Moreover, the dissent argues in unusually accusatory terms, that the majority opinion takes everything the prison guards said at face value while discounting Calloway’s version of the story. This alleged error by the majority would equate to a violation of the Federal Rules of Civil Procedure because summary judgment motions must assess the facts in the light most favorable to the non-moving party; that is, to the party who wants the case to actually go to trial here, Calloway.

The dissent notes, for example [emphasis added]:

The district court found that “Nelson had a history of successfully identifying suspicious behavior that led to the interception of contraband.” The majority echoes this naked characterization, concluding Nelson’s report “was especially meaningful to Lokey in light of [Lokey’s] knowledge that ‘Nelson [had] been very successful in the past [in] identifying suspicious actions [that] [had] led to the interception of drugs or other contraband.’”

“[T]hat characterization of the record improperly accepts Lokey’s perception as accurate and draws an inference against Ms. Calloway,” Wynn concludes [emphasis in original].

The dissent also argues that the timeline doesn’t quite add up.

“Evidence in the record shows that Lokey and Jeffrey Brown had already decided they had reasonable suspicion to conduct an intrusive search of Ms. Calloway’s body before they removed her from the visitation room,” Wynn writes. “[T]he report documenting the search completed by Heidi Brown indicates a time of 1:50 p.m., more than five minutes prior to the time the video in the record shows officers entering the visitation room to remove Ms. Calloway. Ms. Calloway’s signature on the Consent for Strip or Body Cavity Search form indicates a time of 2:04 p.m. In her deposition, Heidi Brown indicated she thought she may have been summoned to perform the search before Ms. Calloway signed the consent form. That follows from the fact that her report bears a time stamp before the search and before the consent form was signed.”

“[V]iewing the evidence in a light most favorable to Ms. Calloway shows that the officers’ lacked justification for initiating the search,” Wynn concludes.

Wynn goes on to excoriate his colleagues on the bench:

In short, the majority opinion, through subjective word choice and selective inclusion of information, paints the record not in the light most favorable to Ms. Calloway, the non-moving party, but rather to the officers. That runs counter to the most fundamental principles of summary judgment analysis because deciding whose account of events is more believable is not our task. Nor is our task to scour the record for details that legitimize, after the fact, the officers’ decisions. Instead, our task on review of summary judgment is only to decide whether, viewing the record in the light most favorable to Ms. Calloway and drawing reasonable inferences in her favor, a reasonable jury could conclude Lokey and Jeffrey Brown lacked individualized, particularized information about Ms. Calloway to support a reasonable suspicion…I believe a reasonable jury could.
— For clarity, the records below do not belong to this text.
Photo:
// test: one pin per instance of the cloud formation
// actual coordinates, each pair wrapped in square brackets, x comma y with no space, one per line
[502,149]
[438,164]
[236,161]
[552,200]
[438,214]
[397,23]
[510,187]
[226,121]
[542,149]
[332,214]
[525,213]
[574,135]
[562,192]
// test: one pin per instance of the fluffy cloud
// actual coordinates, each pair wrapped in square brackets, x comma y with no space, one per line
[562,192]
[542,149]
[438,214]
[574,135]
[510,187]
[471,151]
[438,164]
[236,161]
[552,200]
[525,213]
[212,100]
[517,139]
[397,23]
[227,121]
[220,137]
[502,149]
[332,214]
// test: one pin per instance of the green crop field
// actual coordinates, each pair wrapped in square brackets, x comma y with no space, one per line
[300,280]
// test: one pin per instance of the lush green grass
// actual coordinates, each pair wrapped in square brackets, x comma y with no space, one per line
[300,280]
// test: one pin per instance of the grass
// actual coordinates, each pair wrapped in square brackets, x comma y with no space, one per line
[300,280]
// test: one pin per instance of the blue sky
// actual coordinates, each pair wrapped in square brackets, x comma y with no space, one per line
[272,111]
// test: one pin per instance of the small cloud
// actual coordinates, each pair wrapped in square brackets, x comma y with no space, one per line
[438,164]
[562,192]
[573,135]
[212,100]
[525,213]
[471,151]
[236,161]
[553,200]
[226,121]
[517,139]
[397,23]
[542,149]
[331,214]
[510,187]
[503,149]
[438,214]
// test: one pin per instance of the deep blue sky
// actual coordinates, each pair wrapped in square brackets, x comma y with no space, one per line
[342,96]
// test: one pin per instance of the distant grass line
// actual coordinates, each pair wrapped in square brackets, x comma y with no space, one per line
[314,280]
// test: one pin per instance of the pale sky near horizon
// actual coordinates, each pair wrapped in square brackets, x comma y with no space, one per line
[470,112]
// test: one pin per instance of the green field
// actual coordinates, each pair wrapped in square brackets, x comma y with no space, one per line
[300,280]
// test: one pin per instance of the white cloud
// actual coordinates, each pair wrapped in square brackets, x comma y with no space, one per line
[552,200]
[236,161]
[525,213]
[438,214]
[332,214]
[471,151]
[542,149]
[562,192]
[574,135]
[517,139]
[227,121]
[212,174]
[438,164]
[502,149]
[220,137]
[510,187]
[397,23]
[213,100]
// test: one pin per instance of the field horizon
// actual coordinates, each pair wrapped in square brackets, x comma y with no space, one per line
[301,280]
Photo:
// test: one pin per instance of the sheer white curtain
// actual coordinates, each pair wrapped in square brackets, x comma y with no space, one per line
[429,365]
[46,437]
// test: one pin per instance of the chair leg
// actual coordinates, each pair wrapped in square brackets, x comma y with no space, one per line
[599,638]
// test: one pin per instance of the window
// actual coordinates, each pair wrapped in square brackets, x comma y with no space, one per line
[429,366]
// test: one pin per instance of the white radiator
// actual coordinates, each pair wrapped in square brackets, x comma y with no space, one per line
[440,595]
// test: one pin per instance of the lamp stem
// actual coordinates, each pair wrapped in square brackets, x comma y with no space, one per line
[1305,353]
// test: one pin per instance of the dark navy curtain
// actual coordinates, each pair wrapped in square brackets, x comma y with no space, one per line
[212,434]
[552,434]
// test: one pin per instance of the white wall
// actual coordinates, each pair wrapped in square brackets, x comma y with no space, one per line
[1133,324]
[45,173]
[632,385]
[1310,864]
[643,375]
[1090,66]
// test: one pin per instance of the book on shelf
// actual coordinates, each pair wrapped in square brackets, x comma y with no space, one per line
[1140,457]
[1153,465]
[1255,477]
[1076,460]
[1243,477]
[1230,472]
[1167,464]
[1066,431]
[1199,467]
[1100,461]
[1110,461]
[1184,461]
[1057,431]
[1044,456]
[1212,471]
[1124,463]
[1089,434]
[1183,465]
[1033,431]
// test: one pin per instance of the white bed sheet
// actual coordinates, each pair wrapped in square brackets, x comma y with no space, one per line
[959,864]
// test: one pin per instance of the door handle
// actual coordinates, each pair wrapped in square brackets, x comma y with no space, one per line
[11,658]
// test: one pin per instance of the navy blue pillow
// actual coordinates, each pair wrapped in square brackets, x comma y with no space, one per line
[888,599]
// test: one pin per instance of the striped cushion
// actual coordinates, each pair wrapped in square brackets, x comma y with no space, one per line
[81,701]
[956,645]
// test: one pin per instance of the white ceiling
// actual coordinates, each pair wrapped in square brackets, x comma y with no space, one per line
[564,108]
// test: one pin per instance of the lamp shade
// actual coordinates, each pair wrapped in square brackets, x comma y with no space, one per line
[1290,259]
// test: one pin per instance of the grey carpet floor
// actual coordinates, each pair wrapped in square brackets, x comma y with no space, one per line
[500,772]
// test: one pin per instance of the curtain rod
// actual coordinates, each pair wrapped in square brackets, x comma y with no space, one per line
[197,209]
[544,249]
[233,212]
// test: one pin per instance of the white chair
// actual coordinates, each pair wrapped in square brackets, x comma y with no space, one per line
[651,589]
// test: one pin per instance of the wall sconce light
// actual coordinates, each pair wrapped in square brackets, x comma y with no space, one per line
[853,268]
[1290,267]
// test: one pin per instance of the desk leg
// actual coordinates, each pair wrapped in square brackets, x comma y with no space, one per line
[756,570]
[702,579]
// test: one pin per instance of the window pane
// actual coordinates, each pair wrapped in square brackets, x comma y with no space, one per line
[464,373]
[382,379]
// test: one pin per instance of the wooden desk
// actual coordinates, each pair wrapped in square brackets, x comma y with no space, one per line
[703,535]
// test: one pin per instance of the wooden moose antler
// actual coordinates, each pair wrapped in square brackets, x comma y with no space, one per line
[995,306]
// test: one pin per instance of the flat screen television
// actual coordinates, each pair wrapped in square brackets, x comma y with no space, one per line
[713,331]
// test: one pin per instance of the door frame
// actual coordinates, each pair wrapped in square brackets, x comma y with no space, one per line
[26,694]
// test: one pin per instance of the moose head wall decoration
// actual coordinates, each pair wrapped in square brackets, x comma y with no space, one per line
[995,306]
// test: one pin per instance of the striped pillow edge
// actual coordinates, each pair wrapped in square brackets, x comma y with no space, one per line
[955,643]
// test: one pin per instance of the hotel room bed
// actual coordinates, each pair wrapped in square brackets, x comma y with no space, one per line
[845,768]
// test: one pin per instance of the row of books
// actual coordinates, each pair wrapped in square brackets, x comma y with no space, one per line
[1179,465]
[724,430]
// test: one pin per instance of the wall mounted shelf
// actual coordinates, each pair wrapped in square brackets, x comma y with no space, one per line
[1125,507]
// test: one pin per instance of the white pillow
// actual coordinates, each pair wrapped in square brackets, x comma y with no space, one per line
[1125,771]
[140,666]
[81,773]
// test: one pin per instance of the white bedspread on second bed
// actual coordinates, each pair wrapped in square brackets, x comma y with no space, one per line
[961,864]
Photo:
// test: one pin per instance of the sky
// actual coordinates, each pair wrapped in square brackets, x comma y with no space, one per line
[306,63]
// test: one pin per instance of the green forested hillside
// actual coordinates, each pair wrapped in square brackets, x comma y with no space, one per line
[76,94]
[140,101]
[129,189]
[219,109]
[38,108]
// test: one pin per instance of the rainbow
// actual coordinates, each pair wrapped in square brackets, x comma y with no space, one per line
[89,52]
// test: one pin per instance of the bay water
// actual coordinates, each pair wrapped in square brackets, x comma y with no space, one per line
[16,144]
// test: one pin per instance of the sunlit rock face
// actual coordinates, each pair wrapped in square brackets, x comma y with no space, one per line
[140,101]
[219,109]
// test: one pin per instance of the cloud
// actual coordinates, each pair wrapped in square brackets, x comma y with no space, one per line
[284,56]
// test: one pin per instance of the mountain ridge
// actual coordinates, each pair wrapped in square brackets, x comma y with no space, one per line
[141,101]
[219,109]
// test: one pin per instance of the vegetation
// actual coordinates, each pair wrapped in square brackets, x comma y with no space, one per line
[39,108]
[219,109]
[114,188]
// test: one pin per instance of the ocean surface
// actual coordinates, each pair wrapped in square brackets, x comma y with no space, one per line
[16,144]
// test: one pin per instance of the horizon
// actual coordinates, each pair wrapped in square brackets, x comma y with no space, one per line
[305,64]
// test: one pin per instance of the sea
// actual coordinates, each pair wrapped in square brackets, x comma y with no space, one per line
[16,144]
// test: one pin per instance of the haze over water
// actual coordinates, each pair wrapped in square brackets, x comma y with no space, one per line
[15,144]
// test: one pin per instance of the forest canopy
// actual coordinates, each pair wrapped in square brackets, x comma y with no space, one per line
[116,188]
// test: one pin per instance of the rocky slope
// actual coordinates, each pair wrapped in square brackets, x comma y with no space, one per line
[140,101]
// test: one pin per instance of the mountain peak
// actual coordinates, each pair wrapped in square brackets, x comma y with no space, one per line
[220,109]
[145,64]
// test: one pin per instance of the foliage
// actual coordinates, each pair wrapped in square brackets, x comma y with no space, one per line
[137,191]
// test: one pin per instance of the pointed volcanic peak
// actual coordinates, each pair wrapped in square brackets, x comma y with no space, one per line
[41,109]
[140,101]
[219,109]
“In addition to failing to apply key summary judgment principles, the majority opinion turns away from the promise of 42 U.S.C. § 1983’s remedial purpose and profound historical impact,” the dissent intones. “The historical context of 42 U.S.C. § 1983 illustrates its purpose and significance. But here, by focusing on the governmental officers in this case—framing the issue as being about the officers instead of constitutional rights, improperly weighing the officers’ accounts over the plaintiff’s testimony, and including supporting information unknown to the officers at the time of the alleged violation—the majority opinion betrays the promise of this historically significant statute.”